On top of that there's the incredibly slow response to Bambu and the other Corexy options overshadowing them, and the stream of lies from Josef Prusa regarding Bambu labs (e.g his tweets claiming they stole code and violated the MIT license, which he's since removed from Twitter but thankfully was backed up in several reddit discussions as well as archive.org).
I've got a lot of respect for Prusa and what they've achived but they really do seem to be fumbling pretty hard. The Core One will certainly get them back in the right direction but things like cheaping out and not including a camera when its already a worse product than the one they're trying to compete with feels like an incredibly stupid decision.
It's such a cheap part to include, for some sort of comparison a Raspberry Pi Zero camera is £14 on Pimoroni and thats a consumer price. Even if it was costing Prusa £10 per camera, thats absolutely nothing.
The Bambu products are better if you're willing to buy into proprietary stuff and you're not willing to put the leg-work into building something proper-open like a railcore.
Really sucks, but the writing has been on the walls for some time -- it has been harder and harder to find source/designs/models/etc regarding Prusa machines since the MK3 period.
The Chinese are very good at cloning. Releasing the design doesn't change this, as they don't need the PCB layout because they already have their own PCBs and have lot of people who can design electronics.

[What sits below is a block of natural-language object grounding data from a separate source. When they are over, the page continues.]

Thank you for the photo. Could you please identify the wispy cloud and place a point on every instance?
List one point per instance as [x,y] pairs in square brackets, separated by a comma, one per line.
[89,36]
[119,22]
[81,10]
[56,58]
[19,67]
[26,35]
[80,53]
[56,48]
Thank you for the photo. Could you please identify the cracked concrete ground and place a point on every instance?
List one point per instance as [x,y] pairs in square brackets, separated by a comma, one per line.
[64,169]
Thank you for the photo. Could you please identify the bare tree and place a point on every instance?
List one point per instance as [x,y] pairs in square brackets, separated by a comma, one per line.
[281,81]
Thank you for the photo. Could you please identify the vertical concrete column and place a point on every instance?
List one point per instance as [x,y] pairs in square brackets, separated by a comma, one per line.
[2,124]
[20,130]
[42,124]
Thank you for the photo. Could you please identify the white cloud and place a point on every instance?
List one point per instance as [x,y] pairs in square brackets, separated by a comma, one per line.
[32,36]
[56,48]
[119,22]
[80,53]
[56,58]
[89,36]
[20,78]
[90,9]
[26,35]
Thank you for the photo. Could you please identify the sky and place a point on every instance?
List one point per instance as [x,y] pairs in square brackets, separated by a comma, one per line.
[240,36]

In any case, there are hardly any secret sauces on a Prusa. Rather, Bambu doesn't even need to copy and are seen as surpassing Prusa in some respects(true or not).

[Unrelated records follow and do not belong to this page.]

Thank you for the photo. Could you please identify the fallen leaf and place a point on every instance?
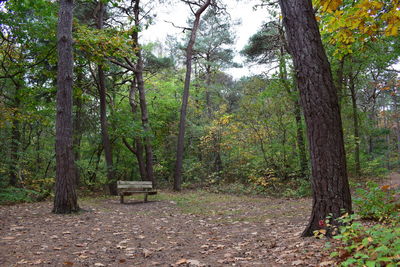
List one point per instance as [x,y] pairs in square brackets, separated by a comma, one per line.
[326,263]
[193,262]
[181,261]
[298,262]
[147,253]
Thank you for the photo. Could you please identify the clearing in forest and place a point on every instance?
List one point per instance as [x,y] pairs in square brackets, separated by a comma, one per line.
[187,229]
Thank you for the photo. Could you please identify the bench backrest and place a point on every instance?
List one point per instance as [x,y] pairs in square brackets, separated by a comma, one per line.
[134,184]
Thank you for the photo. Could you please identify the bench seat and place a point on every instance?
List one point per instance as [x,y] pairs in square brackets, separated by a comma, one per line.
[127,188]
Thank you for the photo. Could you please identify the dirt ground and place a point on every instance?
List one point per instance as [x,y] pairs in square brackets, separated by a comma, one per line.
[187,229]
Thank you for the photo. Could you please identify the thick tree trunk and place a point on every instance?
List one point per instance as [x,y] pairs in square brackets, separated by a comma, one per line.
[331,194]
[15,138]
[137,150]
[357,165]
[65,200]
[112,185]
[185,98]
[142,99]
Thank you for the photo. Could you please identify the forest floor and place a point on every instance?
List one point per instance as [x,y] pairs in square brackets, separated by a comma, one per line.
[193,228]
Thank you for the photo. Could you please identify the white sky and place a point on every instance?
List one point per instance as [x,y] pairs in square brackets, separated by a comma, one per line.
[242,10]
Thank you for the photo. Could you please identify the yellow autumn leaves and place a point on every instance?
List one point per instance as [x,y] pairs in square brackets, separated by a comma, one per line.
[350,22]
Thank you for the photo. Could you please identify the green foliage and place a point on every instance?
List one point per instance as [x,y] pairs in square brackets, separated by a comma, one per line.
[378,245]
[12,195]
[300,188]
[377,203]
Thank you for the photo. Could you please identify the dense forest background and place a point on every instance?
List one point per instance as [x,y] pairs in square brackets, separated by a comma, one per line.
[242,135]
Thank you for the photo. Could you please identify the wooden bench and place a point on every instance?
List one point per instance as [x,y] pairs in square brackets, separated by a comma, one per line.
[127,188]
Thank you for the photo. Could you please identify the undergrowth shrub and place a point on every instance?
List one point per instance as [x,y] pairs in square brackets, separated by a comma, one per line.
[13,195]
[366,245]
[377,203]
[370,246]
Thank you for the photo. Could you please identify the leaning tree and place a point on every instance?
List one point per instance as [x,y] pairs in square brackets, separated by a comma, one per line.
[65,200]
[331,193]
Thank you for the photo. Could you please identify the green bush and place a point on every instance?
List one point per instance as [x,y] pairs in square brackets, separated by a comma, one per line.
[378,245]
[376,203]
[13,195]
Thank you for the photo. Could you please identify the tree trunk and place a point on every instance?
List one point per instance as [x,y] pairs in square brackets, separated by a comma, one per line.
[339,80]
[65,200]
[112,185]
[15,138]
[77,126]
[301,144]
[331,194]
[142,99]
[397,120]
[138,146]
[185,98]
[357,165]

He mentioned about keeping things secret to prevent supply chain competition. I wish I knew more about this issue, so I can't confirm or refute it, but it seems dubious to me as well.
Anyway, open source is only as good as how you use it or develop it. Prusa seems to be for the most part a closed shop, so they don't benefit from community development and seem to have Not Invented Here syndrome and allergic to using community developed solutions, except for software.
For the majority of people, the open source label signifies that you are much less likely to get scammed or get taken advantages of companies or individuals. That's probably the most important thing.
Anyway, I don't run an open hardware company, so take it with a grain of salt.
Barring any overwhelming breakthrough, other brands have them beat on price and performance. Hopefully they at least keep middle of the road models as open-source for those who really value that. I anticipate that the open-source printers will outsell the closed-source ones, unless they conceal the fact that they are now closed source.
By the way Prusa, if you don't want to help the competition, maybe don't let Prusa Slicer slice for other printers. But that cat is out of the bag, and it's also probably a marketing tool at this point.
For anyone that wants a printer that “just works”, there’s little reason to choose Prusa over Bambu at this point.
Thats a surprisingly large segment of the market, though.
But I regularly see Bambu winning the reviews and awards these days, and I’m not sure if I would have been aware of Prusa if I were in the market today.
I really would love a multi-tool change core x y, but it’s soooo expensive.
But the most common problem is the surface is unclean(on both printers), and my soap to water formulation not being quite dialed in.
Either that, or don't touch the surface with your bare hands.
I have once used glue for a very thin print with lots of intricate holes in it.
There's different annoyances for each; if you calibrate each time X1C is slower to get going. X1C is faster overall on bigger jobs. X1C has weird wifi error-out issues more often. MK4 gets a bit more gunk on the nozzle. X1C wastes more filament. X1C had some issues with retracting filament at first that I printed someone else's bracket design to fix, while MK4 just worked. X1C quality seems slightly better with PLA; MK4 does a slightly better job with PETG.
When wear makes major maintenance necessary, it's going to be easier on MK4.